Newer versions of thunderbird also refuse connection to < 1024 bits. The message is a bit cryptic.

 *Quote:*   

> The IMAP server info@server.com does not support the selected authentication method. Please change the 'Authentication method' in the 'Account Settings | Server settings'.

 

However if Error console is opened (Ctrl+Shift+J) a more clear message appear:

 *Quote:*   

> 
> 
> Timestamp: 06/16/2015 11:02:12 AM
> 
> Error: An error occurred during a connection to imap.server.com:143.
> ...

 

I will write a bug in gentoo to have the default to 1024

----------

## mt_undershirt

 :Very Happy:  Many thanks to octavsly and MacLeod, my thunderbird just failed on multiple accounts after today's upgrade to 38.0.1 with the aforementioned cryptic error message. 

Connection was still working on other machines and iOS devices, though.   :Shocked:   :Question: 

So, you probably saved me a lot of time otherwise wasted on tracking down the problem, I truly  :Exclamation:   appreciate that.

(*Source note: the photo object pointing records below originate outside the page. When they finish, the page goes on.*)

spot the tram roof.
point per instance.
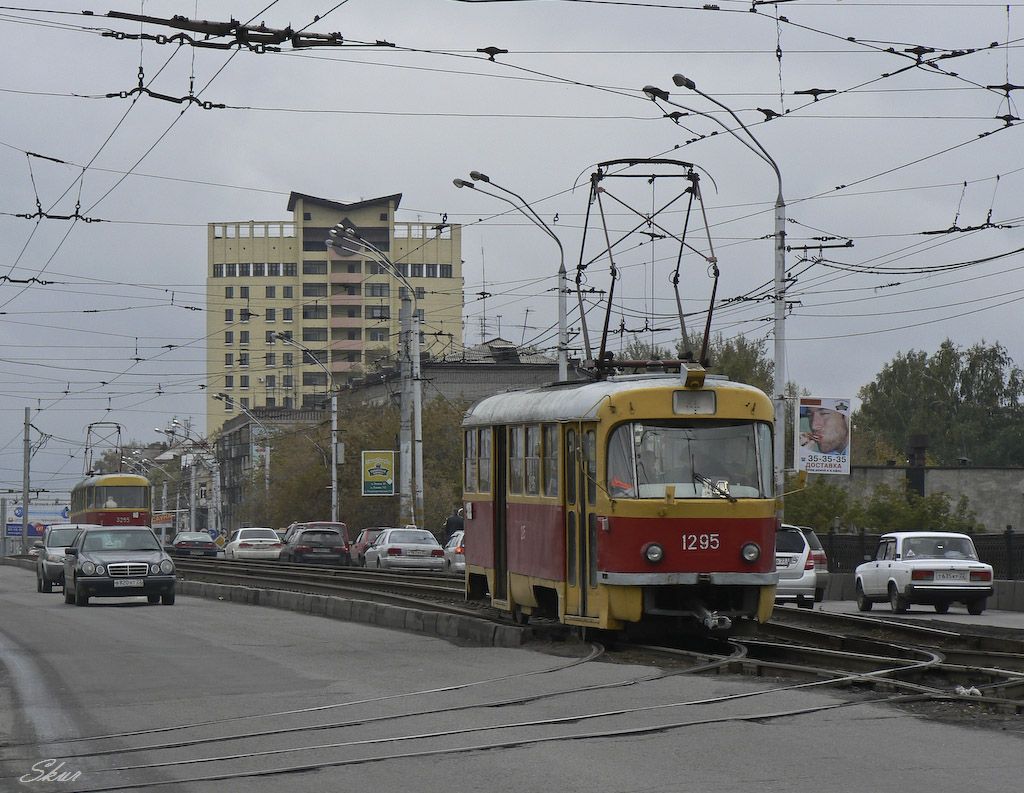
(576, 402)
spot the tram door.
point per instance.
(581, 495)
(500, 591)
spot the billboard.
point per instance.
(378, 473)
(39, 518)
(822, 434)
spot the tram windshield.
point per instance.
(697, 459)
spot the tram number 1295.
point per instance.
(700, 542)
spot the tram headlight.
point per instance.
(653, 552)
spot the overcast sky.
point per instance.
(892, 152)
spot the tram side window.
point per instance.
(550, 459)
(484, 466)
(470, 472)
(516, 451)
(534, 460)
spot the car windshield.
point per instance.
(698, 459)
(322, 537)
(60, 538)
(120, 540)
(939, 547)
(412, 537)
(258, 534)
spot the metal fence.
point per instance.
(1004, 551)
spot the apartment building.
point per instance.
(339, 304)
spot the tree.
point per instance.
(969, 403)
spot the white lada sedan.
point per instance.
(931, 568)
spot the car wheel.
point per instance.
(863, 603)
(898, 602)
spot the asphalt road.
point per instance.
(120, 666)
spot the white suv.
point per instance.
(933, 568)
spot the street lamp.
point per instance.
(530, 214)
(334, 418)
(411, 364)
(778, 385)
(224, 398)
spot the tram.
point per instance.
(112, 499)
(639, 500)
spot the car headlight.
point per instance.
(653, 552)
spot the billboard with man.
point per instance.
(822, 434)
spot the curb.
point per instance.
(453, 627)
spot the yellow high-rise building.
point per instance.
(269, 278)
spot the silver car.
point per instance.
(411, 548)
(49, 561)
(797, 577)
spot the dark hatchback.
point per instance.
(322, 546)
(118, 561)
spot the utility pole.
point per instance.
(26, 457)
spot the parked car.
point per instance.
(797, 579)
(820, 562)
(118, 561)
(50, 555)
(327, 546)
(253, 543)
(455, 553)
(194, 544)
(932, 568)
(411, 547)
(357, 550)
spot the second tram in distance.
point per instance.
(637, 500)
(112, 499)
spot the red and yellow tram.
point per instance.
(634, 500)
(112, 499)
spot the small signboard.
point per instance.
(378, 473)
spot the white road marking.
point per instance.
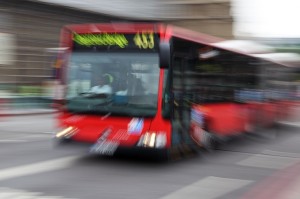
(268, 161)
(8, 193)
(294, 124)
(35, 168)
(283, 154)
(209, 188)
(11, 141)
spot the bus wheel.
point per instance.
(209, 141)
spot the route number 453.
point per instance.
(144, 40)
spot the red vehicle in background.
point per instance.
(167, 89)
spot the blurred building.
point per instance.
(29, 30)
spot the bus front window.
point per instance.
(115, 83)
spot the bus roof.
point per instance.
(287, 59)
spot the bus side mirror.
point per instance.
(164, 54)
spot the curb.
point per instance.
(28, 113)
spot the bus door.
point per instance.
(181, 107)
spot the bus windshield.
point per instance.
(113, 83)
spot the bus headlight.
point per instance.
(153, 140)
(66, 133)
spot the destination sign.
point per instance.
(145, 40)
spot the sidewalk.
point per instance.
(27, 111)
(284, 184)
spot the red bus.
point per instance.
(158, 88)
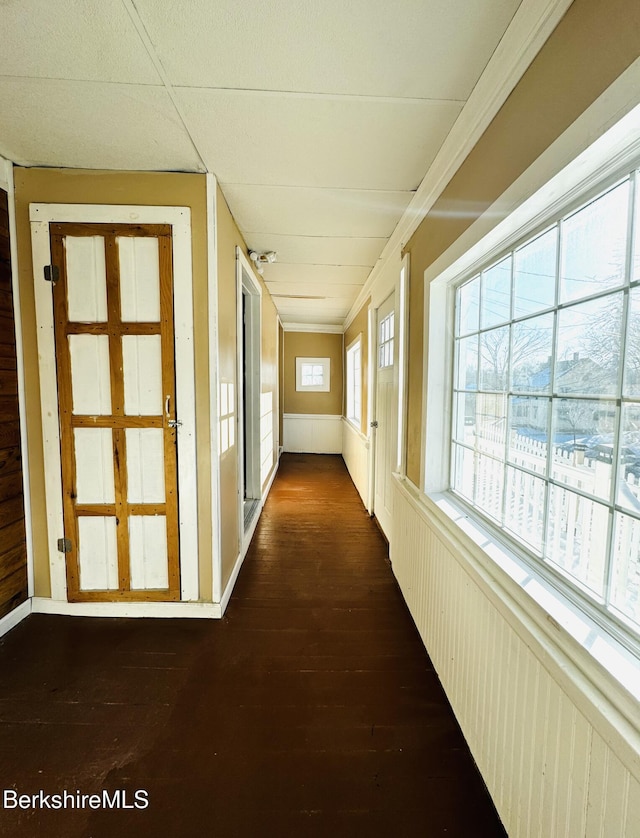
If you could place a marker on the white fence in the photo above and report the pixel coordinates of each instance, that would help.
(575, 533)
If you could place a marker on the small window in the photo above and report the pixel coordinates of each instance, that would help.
(354, 383)
(313, 375)
(385, 341)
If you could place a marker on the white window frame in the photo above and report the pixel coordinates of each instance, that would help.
(353, 384)
(325, 363)
(610, 645)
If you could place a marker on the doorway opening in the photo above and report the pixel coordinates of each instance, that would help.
(249, 337)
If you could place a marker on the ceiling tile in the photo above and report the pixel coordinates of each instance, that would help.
(73, 39)
(315, 212)
(331, 275)
(316, 250)
(409, 48)
(294, 139)
(92, 125)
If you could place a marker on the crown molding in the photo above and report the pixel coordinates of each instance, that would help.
(525, 36)
(319, 328)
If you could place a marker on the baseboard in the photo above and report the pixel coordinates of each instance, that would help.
(196, 610)
(12, 619)
(307, 433)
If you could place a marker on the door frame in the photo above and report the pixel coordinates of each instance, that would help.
(249, 287)
(374, 325)
(41, 216)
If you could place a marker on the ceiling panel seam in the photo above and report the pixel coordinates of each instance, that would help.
(148, 45)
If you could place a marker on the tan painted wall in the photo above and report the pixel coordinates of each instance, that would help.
(593, 44)
(229, 238)
(312, 345)
(94, 187)
(280, 384)
(360, 326)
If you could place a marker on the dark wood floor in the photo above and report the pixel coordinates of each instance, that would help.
(311, 709)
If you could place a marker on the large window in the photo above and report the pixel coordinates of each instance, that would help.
(354, 383)
(546, 397)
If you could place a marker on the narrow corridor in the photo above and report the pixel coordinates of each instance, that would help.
(311, 709)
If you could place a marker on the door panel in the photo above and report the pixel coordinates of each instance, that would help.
(385, 413)
(116, 380)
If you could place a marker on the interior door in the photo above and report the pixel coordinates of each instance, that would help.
(386, 413)
(114, 336)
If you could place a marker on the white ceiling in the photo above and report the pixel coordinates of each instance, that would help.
(319, 119)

As described, removing the old dhparams.pem and running 1024-bit modified mkdhparams on the server did the trick right away.

Regards

mtu

----------

## toralf

IMO re-creating the .pem file should be scheduled regularly, eg. via cron once per week/month or so, even if you're not paranoid.

----------

## F1r31c3r

Hi all, 

I too came across this problem and after 2 hours with my hosting provider they provided me with reassurance but nothing more.

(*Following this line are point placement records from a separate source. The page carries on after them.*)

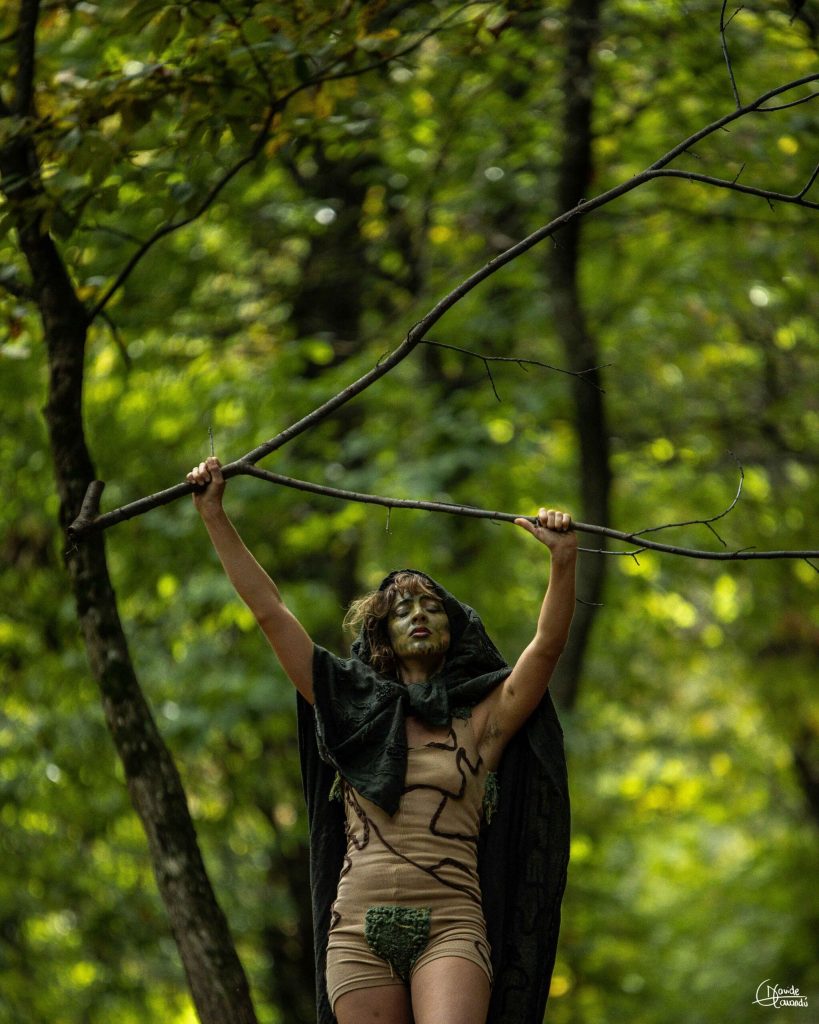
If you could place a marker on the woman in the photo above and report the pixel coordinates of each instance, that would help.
(415, 726)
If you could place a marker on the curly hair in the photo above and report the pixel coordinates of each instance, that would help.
(370, 613)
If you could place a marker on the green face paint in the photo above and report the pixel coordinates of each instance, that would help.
(418, 627)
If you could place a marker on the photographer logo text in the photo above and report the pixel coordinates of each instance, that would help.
(777, 995)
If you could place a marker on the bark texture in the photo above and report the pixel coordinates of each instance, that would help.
(217, 981)
(574, 176)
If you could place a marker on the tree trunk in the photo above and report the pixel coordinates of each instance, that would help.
(579, 344)
(217, 981)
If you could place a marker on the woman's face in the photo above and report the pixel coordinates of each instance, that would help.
(418, 627)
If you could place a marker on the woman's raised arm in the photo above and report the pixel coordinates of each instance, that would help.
(505, 711)
(286, 634)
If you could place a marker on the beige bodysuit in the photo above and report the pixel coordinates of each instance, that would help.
(408, 890)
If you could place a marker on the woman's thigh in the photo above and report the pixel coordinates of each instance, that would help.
(380, 1005)
(450, 989)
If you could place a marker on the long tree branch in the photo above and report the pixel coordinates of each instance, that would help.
(89, 521)
(417, 334)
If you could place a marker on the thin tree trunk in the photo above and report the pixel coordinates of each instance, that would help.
(216, 978)
(574, 176)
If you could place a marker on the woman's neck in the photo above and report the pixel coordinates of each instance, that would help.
(420, 671)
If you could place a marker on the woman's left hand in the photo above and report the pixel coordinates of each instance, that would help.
(553, 528)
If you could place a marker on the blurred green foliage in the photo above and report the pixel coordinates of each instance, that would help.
(694, 846)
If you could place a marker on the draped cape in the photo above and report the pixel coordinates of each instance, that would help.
(356, 728)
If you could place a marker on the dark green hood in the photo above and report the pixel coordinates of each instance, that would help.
(360, 714)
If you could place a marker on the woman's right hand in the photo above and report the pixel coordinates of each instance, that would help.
(208, 475)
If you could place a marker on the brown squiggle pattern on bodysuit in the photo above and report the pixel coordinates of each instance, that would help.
(462, 758)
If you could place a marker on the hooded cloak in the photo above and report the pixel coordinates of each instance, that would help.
(356, 728)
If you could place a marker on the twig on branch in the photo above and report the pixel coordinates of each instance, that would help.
(88, 520)
(522, 363)
(723, 26)
(796, 199)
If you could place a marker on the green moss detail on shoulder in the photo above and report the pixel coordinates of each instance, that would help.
(398, 935)
(337, 791)
(491, 794)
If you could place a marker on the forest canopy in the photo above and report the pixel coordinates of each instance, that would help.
(215, 217)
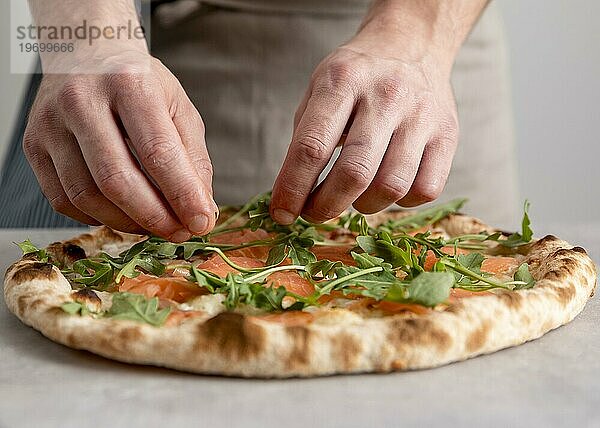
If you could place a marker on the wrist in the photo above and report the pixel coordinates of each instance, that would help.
(424, 31)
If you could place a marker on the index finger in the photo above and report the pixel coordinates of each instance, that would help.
(161, 152)
(313, 143)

They told me they had fixed it twice but it still did not work so i decided to disable the use of the key and force Thunderbird to use a higher encryption key.

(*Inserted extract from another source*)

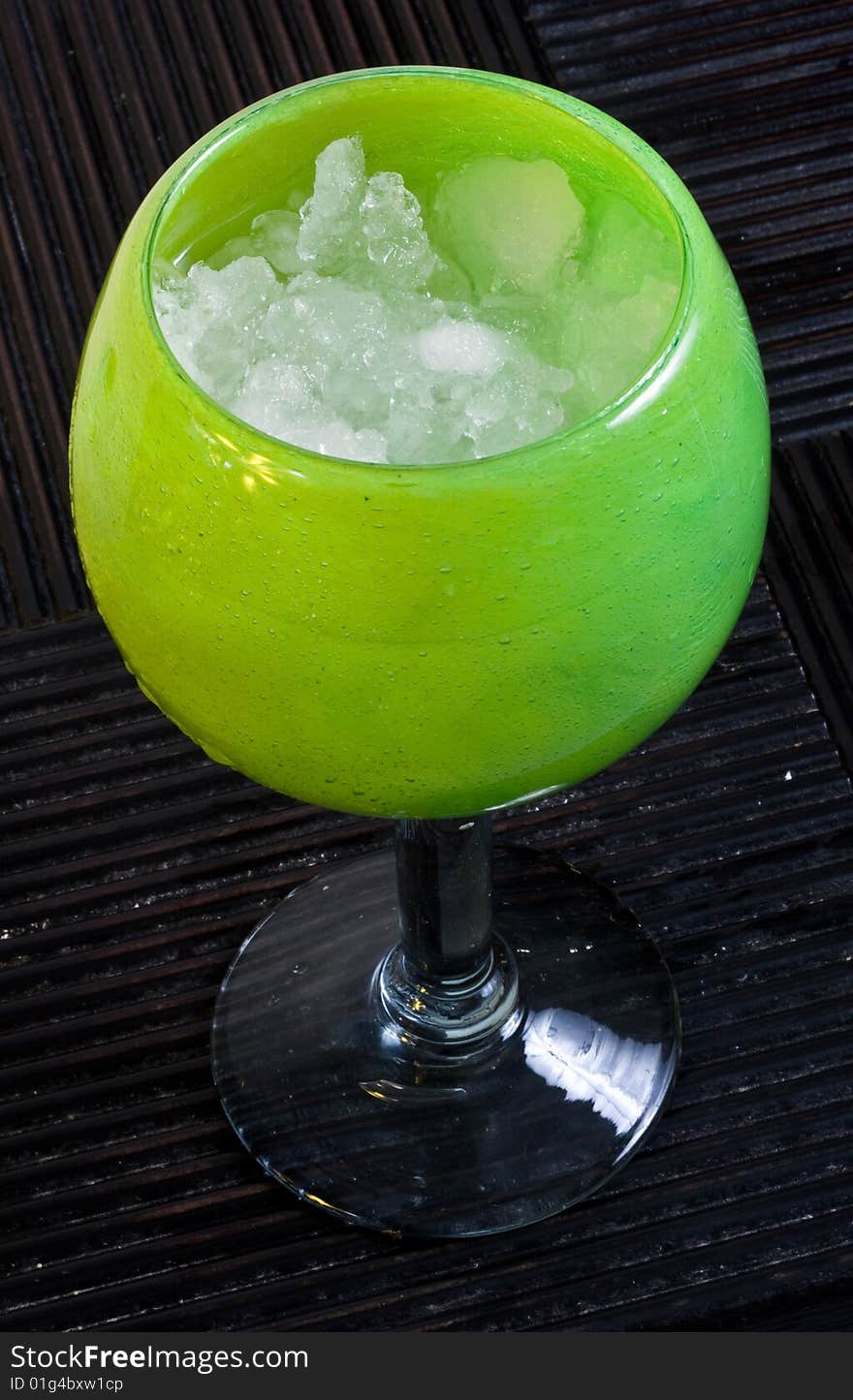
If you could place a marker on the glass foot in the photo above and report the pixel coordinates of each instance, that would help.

If you go to Edit -> Preferences, then the advanced and General tab. At the bottom is a button called Config Editor. Click it and enter this then use the filter to find all ssl3 entries.

Find  *Quote:*   

> security.ssl3.dhe_rsa_aes_128_sha

 

and set it to false by double clicking it.

Now you will find the server is forced to use an alternative which has a more secure mechanism.

This is how i got around it, so if you are struggling with your hosting company then this is a quick work around untill you can kick them up the ass to fix it.

----------